Из кучи хлама в кузове грузовика Дарси выкопал сеть с ячейками в четыре дюйма и натянул ее поперек лагуны.

— Как только крокодил хватает сеть зубами, он пойман: начинает биться, запутывается и захлебывается.

Прушковиц нашел под бревном большую желтую игуану и схватил ее за хвост. В результате этой встречи Пруш-ковиц остался с покусанным носом, а Дарси получил игуану и снял с нее шкурку для чучела.

В тот вечер мы осветили фарой лагуну, и крокодильи глаза загорелись в таком количестве, что, казалось, перед нами большой ночной город. Я полагал, что крокодилов там штук пятьдесят, но Дарси сказал, что их двадцать пять. Все равно это было величественное зрелище. Мы плавали по лагуне часа два, но крокодилы близко к себе не подпускали.
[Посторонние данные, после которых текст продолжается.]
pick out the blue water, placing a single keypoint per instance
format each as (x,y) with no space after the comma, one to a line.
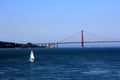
(60,64)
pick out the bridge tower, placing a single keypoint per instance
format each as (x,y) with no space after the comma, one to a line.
(82,39)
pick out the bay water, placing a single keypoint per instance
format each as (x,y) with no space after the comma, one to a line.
(60,64)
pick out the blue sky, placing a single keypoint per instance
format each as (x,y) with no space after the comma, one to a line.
(53,20)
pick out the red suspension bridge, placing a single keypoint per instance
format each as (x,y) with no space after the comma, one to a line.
(81,42)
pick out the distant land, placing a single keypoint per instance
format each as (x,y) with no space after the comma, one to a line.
(17,45)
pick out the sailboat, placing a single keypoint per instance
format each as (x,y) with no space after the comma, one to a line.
(32,58)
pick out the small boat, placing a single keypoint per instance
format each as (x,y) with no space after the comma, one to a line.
(32,58)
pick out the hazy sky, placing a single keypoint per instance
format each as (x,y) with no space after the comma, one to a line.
(53,20)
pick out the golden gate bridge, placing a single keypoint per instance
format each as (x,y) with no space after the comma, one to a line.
(81,42)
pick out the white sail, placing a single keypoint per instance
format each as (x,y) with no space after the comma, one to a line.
(31,57)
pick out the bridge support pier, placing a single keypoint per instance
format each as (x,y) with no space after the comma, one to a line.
(82,39)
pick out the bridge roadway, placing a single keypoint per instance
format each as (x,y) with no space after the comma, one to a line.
(86,42)
(55,44)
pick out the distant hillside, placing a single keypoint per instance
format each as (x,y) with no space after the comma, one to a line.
(16,45)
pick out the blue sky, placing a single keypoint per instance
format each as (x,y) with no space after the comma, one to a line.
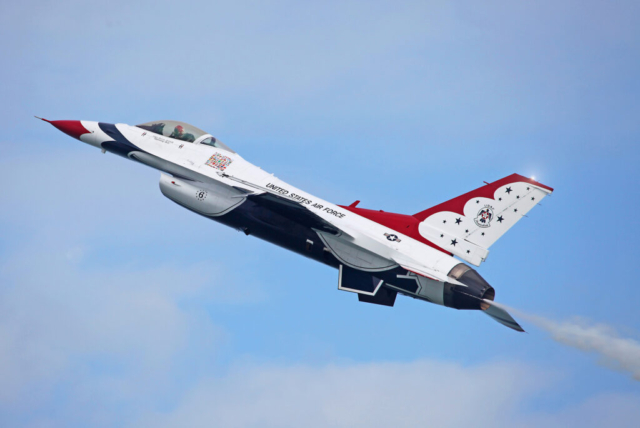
(119,308)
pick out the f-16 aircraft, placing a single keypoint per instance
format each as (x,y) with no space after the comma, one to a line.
(378,254)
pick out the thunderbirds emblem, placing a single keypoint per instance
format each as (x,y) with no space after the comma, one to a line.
(484,217)
(218,161)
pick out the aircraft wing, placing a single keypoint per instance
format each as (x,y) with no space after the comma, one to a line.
(293,211)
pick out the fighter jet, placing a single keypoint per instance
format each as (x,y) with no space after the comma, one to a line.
(377,254)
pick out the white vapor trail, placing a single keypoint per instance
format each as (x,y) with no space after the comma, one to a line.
(616,352)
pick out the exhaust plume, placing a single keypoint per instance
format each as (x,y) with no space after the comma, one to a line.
(614,351)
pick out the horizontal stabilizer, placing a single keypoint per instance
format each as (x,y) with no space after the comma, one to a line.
(501,315)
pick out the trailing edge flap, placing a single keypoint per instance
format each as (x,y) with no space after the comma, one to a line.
(358,281)
(293,211)
(501,316)
(384,296)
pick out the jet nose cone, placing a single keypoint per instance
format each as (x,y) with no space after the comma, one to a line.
(73,128)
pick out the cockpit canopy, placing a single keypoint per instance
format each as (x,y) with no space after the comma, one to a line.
(183,131)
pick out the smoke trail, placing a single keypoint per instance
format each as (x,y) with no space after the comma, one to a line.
(615,352)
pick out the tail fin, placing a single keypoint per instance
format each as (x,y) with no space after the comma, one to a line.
(469,224)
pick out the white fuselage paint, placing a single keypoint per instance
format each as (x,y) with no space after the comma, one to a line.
(358,231)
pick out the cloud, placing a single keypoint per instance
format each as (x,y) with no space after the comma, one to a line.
(378,394)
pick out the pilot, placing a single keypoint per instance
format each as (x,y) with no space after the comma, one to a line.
(179,134)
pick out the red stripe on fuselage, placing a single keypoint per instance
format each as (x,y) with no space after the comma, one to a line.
(405,224)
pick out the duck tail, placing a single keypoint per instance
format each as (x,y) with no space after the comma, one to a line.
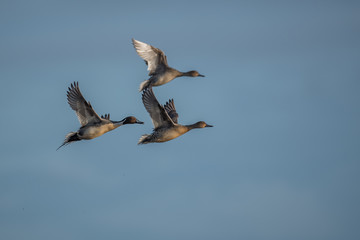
(70,137)
(144,139)
(145,84)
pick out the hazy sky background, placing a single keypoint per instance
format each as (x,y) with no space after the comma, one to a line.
(282,89)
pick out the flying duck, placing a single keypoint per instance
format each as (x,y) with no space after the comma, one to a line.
(165,120)
(159,70)
(92,125)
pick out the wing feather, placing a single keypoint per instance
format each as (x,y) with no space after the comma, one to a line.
(171,110)
(83,109)
(154,58)
(157,112)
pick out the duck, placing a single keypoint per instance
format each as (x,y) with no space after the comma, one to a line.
(92,125)
(165,120)
(159,70)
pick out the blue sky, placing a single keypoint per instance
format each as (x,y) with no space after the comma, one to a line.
(281,88)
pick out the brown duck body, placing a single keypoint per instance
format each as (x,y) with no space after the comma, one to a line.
(165,120)
(158,67)
(92,125)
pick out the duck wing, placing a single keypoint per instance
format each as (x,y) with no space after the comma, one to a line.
(171,111)
(83,109)
(106,116)
(154,58)
(158,114)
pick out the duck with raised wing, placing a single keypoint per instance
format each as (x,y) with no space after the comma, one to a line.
(92,125)
(165,120)
(159,70)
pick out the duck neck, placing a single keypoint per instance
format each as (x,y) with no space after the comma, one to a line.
(117,123)
(185,74)
(192,126)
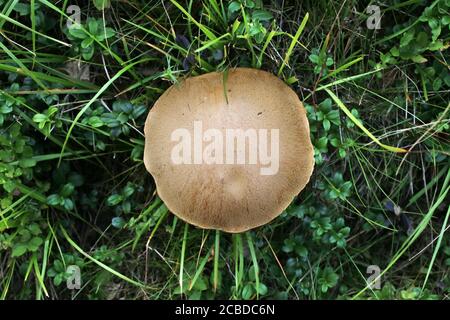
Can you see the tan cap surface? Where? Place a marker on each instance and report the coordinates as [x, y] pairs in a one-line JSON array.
[[229, 197]]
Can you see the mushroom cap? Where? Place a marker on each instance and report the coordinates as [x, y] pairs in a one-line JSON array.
[[229, 197]]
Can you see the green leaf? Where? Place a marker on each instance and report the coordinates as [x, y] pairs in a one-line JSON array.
[[247, 291], [406, 38], [419, 59], [35, 243], [40, 118], [102, 4], [27, 163], [77, 32], [95, 122], [87, 42], [262, 15], [18, 250], [114, 199], [234, 6]]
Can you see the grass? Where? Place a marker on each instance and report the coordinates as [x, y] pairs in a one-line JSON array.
[[74, 190]]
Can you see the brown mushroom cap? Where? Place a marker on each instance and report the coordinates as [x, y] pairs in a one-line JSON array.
[[229, 197]]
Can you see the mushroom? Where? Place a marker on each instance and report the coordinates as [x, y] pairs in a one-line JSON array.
[[228, 151]]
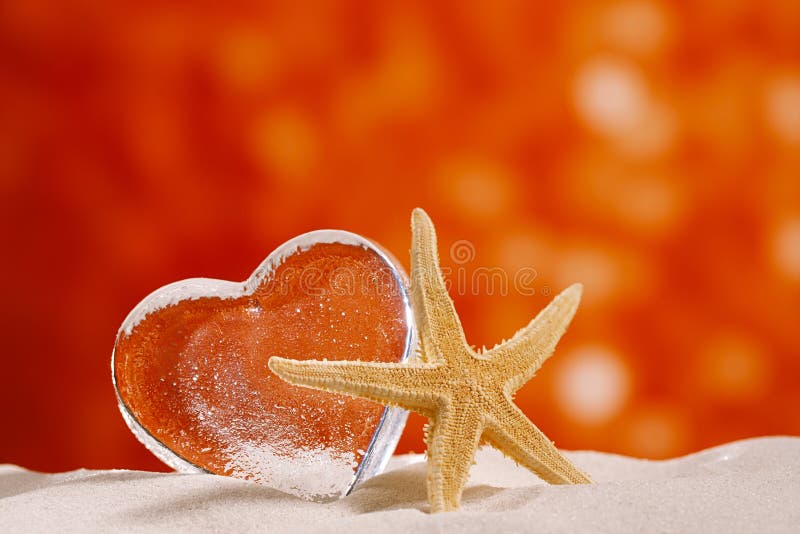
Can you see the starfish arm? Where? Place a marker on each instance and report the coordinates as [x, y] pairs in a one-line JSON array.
[[516, 360], [452, 438], [440, 328], [409, 387], [517, 437]]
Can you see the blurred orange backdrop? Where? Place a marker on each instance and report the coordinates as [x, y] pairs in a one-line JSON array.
[[648, 149]]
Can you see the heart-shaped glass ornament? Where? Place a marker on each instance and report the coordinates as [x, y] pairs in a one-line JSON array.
[[190, 367]]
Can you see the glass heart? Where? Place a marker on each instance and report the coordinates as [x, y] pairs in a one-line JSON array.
[[190, 367]]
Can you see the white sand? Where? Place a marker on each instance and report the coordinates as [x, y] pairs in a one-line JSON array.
[[747, 486]]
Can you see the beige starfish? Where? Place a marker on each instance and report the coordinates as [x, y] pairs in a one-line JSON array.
[[466, 394]]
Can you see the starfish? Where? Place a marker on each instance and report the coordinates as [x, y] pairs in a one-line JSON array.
[[466, 394]]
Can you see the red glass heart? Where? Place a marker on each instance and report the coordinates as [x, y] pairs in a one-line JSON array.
[[190, 366]]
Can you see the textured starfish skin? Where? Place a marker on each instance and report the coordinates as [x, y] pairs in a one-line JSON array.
[[466, 394]]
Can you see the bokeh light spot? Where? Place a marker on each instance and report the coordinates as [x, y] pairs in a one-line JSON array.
[[782, 107], [284, 143], [638, 26], [592, 384], [610, 95]]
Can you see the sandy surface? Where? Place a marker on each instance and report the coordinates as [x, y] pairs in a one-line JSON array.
[[746, 486]]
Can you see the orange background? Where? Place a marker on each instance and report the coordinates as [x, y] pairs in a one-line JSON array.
[[646, 148]]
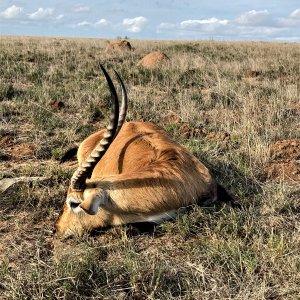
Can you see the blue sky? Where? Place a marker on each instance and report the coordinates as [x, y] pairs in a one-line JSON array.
[[275, 20]]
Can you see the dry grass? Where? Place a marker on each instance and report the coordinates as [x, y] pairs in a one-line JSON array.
[[229, 103]]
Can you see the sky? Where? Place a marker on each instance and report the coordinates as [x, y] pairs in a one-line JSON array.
[[276, 20]]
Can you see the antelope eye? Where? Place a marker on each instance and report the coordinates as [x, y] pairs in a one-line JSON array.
[[74, 204]]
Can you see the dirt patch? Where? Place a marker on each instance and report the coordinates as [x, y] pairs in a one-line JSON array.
[[252, 74], [118, 46], [22, 151], [285, 161], [287, 171], [171, 117], [188, 132], [153, 59], [5, 141], [286, 149], [56, 104]]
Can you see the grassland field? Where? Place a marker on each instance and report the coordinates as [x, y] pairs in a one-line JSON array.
[[234, 105]]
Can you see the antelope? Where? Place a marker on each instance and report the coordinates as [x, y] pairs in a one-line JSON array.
[[133, 172]]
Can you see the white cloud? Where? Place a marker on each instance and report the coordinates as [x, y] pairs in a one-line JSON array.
[[255, 18], [41, 13], [205, 24], [166, 26], [134, 25], [11, 12], [81, 9], [102, 22], [59, 17], [295, 14], [84, 23]]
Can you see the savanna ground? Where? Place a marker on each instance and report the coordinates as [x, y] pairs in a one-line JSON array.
[[234, 105]]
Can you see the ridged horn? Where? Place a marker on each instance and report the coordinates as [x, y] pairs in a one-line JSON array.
[[123, 109], [84, 171]]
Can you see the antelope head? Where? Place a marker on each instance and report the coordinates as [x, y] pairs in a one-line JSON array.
[[84, 199]]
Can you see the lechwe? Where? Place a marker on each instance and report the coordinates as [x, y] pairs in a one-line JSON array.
[[133, 172]]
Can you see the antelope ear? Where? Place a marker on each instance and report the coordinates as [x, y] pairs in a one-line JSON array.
[[92, 201]]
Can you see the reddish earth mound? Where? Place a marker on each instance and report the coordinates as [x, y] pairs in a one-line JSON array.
[[16, 152], [23, 151], [188, 132], [56, 104], [287, 171], [153, 60], [286, 149], [285, 164], [118, 46]]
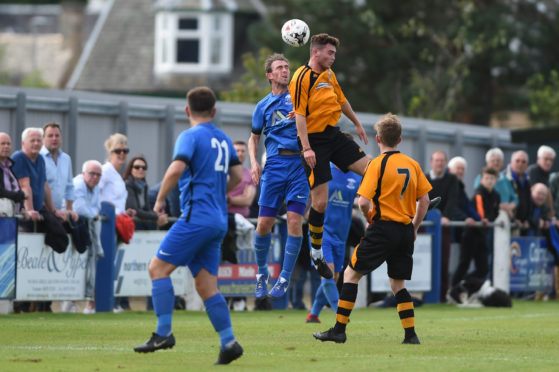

Из-под толщи воды доносилось глухое урчание — по словам Дарси, это ревели под водой крокодилы. Подстрелили пятерых, по они все утонули, прежде чем мы успели до них добраться. Лагуна была слишком глубокой, и шест не доставал дна. Раздосадованные, вернулись в лагерь.

Дарси сказал, что лучше всего было бы перестрелять крокодилов, а потом ждать, пока они всплывут на поверхность.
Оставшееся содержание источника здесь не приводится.